La croix dite byzantine - 11ème – 13ème s
Elle figure parmi les présents légués par J. de Vitry à la communauté d'Oignies. Rehaussée de splendides émaux byzantins du 11ème s sur fond d'or, elle possède une base de facture typiquement mosane, parmi les sujets traditionnels (dragons, ailes, carnassiers) et l'esprit dans lequel elle est réalisée. 

 Le phylactère de saint Martin - début du 13ème s 

Un phylactère était un médaillon portatif contenant une relique ou un texte sacré. Hugo n'utilise pas le simple filigrane d'époque mérovingienne, il juxtapose en spires régulières et surhaussées les fils striés enrichis de crossettes. Au revers, une image de la Vierge en majesté tenant le Christ sur ses genoux est ciselée, sur un fond de feuillages.

Le gobelet dit de sainte Marie d'Oignies - début du 13ème s
Ce gobelet a peut-être appartenu à sainte Marie d'Oignies, sinon à J. de Vitry comme timbale de voyage. Le décor linéaire de nielles et d'argent en fait un objet particulièrement raffiné.

Le petit reliquaire de saint Nicolas - 13ème sIl semble être l'œuvre du frère Hugo. Saint-Nicolas était le patron du prieuré.

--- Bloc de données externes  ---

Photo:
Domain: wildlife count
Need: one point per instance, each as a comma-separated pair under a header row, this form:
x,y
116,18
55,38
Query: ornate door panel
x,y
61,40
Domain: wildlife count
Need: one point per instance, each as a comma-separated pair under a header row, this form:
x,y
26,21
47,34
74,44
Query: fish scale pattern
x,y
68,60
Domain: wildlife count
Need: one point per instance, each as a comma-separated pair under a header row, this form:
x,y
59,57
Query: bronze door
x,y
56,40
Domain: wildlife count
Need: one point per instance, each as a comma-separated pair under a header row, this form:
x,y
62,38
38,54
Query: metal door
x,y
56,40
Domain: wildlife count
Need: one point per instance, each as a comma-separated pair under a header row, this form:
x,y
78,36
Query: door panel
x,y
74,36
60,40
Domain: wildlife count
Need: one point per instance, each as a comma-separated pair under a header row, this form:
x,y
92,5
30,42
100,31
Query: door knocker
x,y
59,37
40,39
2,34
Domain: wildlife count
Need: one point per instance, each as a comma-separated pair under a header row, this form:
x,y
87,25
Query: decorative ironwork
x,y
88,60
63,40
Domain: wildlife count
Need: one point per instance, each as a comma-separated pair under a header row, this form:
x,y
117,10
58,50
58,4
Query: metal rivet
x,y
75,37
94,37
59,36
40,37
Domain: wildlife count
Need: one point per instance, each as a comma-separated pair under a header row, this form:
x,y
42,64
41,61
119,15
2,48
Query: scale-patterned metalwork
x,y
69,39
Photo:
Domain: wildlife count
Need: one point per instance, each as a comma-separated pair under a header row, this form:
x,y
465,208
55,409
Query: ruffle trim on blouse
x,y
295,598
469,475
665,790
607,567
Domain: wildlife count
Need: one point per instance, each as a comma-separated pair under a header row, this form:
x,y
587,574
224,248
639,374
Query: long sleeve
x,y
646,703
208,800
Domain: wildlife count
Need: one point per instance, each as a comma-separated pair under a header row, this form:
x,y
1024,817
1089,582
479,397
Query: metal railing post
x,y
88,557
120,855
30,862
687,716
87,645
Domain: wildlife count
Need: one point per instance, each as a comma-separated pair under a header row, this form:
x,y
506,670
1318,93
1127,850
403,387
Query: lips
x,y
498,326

Le grand reliquaire de saint Nicolas - 13ème s
D'architecture gothique, le reliquaire a sa base niellée ornée des épisodes de la vie de saint Nicolas.

Le reliquaire du lait de la Vierge - 13ème s
En forme de colombe, il contient, en guise de relique un peu de "lait de la Vierge", c'est-à-dire de la galactite, sorte de craie blanche en globule provenant des parois de la "grotte du lait" à Bethléem. L'œuvre ne doit pas être d'Hugo.

Vases arabes - 12ème s
Les vases en verre moulé d'origine fatimide et rapportés sans doute par J. de Vitry, ont été sertis par ou du temps d'Hugo au 13ème s.